Puis vinrent les interprètes plus sobres et hautement recommandables que sont le Néerlandais Bernard Kruysen, accompagné par Noël Lee, et, dans les dernières décennies du siècle, Jacques Herbillon, d’une merveilleuse simplicité, accompagné par Théodore Paraskivesco (Calliope, microsillons jamais réédités ?), et l’Américain Sanford Sylvan avec David Breitman (Nonesuch). On a écouté l’an dernier sans grand plaisir une intégrale entièrement chantée par le ténor Cyrille Dubois accompagné par Tristan Raës. Plus récemment, certains contre‑ténors se sont également approprié ce répertoire avec plus ou moins de bonheur...


L’illustration de cette nouvelle parution fauréenne, La Salève et le lac de Félix Vallotton (1900), nous avertit d’emblée que cette musique nous fera voyager autant entre deux eaux qu’entre ciel et terre. Stéphane Degout aborde ce programme avec un ton sérieux, trop peut‑être, une sobriété dont il ne se départit pas d’un bout à l’autre. Il y met un timbre sombre et mâle, une diction impeccable et aucune préciosité. La Bonne Chanson comme Le Jardin clos souffrent un peu de cette absence de versatilité. Dans Mirages en revanche, il aurait pu sans dommage quitter un peu de cette neutralité pour plus de préciosité, compte tenu du côté symboliste et rhétorique des vers de la baronne Renée de Brimont (n’est pas Verlaine qui veut...).
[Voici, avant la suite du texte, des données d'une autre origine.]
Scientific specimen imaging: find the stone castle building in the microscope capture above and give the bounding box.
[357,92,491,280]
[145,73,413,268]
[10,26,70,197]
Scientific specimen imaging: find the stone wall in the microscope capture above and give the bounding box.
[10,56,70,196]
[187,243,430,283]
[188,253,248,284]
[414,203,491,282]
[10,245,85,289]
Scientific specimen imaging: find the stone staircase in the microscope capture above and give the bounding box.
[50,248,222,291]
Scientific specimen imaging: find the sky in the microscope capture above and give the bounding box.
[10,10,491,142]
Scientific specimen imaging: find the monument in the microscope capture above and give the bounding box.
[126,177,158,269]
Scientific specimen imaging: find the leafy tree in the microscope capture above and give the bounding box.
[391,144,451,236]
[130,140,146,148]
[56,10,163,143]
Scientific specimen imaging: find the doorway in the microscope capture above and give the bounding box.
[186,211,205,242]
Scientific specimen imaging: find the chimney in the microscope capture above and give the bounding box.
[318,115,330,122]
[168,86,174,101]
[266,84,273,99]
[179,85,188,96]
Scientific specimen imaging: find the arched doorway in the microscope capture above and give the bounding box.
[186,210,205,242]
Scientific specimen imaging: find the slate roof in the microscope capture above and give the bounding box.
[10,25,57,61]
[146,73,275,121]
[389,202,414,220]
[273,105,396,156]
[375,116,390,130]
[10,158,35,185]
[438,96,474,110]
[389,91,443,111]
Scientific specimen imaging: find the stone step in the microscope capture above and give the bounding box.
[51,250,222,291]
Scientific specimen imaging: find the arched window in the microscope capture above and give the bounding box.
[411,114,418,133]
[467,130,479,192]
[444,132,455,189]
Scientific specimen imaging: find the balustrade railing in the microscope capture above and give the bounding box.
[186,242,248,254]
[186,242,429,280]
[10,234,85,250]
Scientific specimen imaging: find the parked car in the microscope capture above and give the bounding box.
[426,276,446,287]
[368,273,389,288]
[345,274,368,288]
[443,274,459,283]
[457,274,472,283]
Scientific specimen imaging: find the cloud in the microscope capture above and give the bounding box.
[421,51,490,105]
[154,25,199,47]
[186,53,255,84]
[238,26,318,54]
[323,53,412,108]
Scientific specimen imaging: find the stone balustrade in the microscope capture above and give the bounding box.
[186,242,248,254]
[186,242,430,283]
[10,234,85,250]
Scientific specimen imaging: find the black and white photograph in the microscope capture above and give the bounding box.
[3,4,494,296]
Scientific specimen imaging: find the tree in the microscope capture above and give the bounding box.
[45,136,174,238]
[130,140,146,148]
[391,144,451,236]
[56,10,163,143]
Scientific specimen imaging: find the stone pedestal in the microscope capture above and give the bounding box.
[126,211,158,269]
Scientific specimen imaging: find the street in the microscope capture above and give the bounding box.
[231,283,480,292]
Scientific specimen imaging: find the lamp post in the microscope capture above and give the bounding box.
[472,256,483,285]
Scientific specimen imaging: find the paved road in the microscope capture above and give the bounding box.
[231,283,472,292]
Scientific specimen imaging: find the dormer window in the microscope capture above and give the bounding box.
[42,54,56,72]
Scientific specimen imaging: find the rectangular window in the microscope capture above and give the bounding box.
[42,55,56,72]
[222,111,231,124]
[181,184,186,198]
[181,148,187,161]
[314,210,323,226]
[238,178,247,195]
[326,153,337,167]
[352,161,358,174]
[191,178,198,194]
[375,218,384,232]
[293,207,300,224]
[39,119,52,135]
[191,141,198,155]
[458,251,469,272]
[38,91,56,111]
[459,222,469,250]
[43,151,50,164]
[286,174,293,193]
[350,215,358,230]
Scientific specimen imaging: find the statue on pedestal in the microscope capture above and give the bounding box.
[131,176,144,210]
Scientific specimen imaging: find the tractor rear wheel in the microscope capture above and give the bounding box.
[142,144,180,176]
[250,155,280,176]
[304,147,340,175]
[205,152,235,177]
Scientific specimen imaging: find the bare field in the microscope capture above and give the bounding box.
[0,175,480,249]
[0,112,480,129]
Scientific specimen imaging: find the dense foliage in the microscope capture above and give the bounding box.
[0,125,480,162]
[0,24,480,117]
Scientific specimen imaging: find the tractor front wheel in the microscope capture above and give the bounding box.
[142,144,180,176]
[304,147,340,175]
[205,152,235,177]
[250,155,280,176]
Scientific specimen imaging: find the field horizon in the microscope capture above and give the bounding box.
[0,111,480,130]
Le programme s’achève avec L’Horizon chimérique, probablement ce que Fauré a composé de plus déchirant dans son abondante production de mélodies, sur les poèmes si dramatiques de Jean de La Ville de Mirmont. Stéphane Degout quitte la neutralité relative des quatre cycles précédents pour en donner une interprétation d’une belle intensité. Ce grand texte poétique évoque tant la psychologie de Pelléas qu’on ne peut rêver aujourd’hui un interprète plus adéquat. Alain Planès exploite la partie de piano, qui, à elle seule, condense toutes les formes et le style fauréen avec la même intensité comme dans tout le programme, où il surpasse en intérêt musical le chanteur qu’il accompagne. C’est probablement depuis Dalton Baldwin le meilleur accompagnateur de ce répertoire.


Si le programme est écouté d’un seul jet, ce que l’on ne conseille pas, une impression de monotonie répétitive pourrait vite s’emparer de l’auditeur, mais en son milieu, la Ballade de Fauré, qu’Alain Planès joue dans sa version originale pour piano seul, également sur un Pleyel « Grand Patron » de 1892, constituerait une salutaire mi‑temps. Le pianiste, qui l’aborde avec une sobriété parfaite et un luxe de couleurs, lui donne un ton de barcarole très séduisant. C’est certainement une des meilleures versions disponibles aujourd’hui.